Но после окончания гражданской войны победившую УССР, как это не парадоксально, захлестнула вторая волна украинизации. Об этом ОЧЕНЬ не любят вспоминать политкорректные украинские историки. Зато такой историк и публицист, как Владимир Корнилов, собрал целую коллекцию вырезок из газет и журналов о том, как в 20-е и 30-е годы людей с украинскими (!) фамилиями увольняли с государственных постов за незнание или нежелание изучать украинскую мову!

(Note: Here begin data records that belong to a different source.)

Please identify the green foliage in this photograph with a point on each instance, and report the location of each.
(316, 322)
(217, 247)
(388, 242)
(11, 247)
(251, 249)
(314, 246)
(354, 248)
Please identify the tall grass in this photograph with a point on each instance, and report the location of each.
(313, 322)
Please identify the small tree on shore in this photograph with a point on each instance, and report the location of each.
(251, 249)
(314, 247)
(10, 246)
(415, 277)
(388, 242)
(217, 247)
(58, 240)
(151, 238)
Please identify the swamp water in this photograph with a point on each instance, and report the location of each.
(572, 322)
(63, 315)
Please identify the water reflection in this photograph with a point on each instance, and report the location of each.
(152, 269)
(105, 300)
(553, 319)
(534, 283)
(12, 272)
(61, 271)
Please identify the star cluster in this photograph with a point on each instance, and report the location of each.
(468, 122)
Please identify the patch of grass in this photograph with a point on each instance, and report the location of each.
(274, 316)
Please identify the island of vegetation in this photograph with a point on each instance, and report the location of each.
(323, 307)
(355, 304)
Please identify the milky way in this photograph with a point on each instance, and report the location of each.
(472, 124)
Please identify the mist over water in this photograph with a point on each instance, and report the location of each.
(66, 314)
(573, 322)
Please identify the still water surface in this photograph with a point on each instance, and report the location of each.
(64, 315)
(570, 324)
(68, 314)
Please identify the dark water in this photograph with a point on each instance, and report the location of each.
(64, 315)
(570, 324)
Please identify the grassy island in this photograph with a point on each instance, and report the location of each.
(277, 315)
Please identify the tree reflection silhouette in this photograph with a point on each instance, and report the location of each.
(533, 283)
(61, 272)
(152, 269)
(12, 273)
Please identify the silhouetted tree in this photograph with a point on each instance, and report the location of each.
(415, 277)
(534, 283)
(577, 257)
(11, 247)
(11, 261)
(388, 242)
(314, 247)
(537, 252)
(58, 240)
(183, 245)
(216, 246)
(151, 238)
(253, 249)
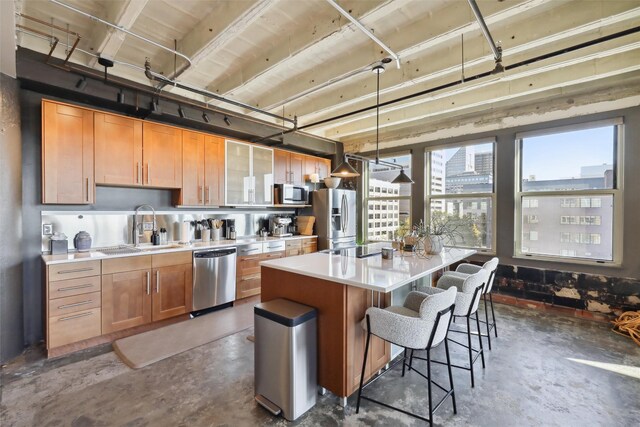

«95 лет назад – Пишет Корнилов – было обнародовано постановление Секретариата ЦК КП(б)У от 21.08.1926 по результатам «обследования украинизации советского аппарата». В нём незнание мовы приравняли к неграмотности. И строго потребовали: «Нельзя принимать новых служащих, если они не владеют украинским языком».» Таким образом советские власти реализовывали свою политику интернационализма, и на то время, по уровню либеральности, обгоняли практически весь остальной мир. Плюс не стоит забывать и об объективных законах диалектического материализма – в это время в СССР как раз был короткий период НЭПа, и его капиталистические рудименты действительно не могли не способствовать обострению вопроса формирования наций.

Таким образом, даже та украинизация, которую мы видим кругом, имеет длинные и прочные исторические корни. Современные украинские политики и «шпрехенфюреры» (как их называют) – всего лишь плагиаторы. Я не утверждаю, что без этих двух волн укрепления национализма украинская нация так никогда и не возникла бы. Но совершенно глупо считать, что такие мощные и целенаправленные исторические проекты не оказали решающего воздействия на появление Украины в том виде, в каком она сейчас существует.

Бросающаяся в глаза искусственность этого государственного образования имеет один главный плюс. Она обратима. Так что если вовремя найдутся силы, которые будут вынуждены объективными причинами к тому, чтобы бороться с трендом на национализм – они будут иметь успех. Разумеется, сейчас в Украине такое невозможно, ввиду стремительного скатывания государственного строя в откровенный фашизм. Но что это, если не задача для нас и для России?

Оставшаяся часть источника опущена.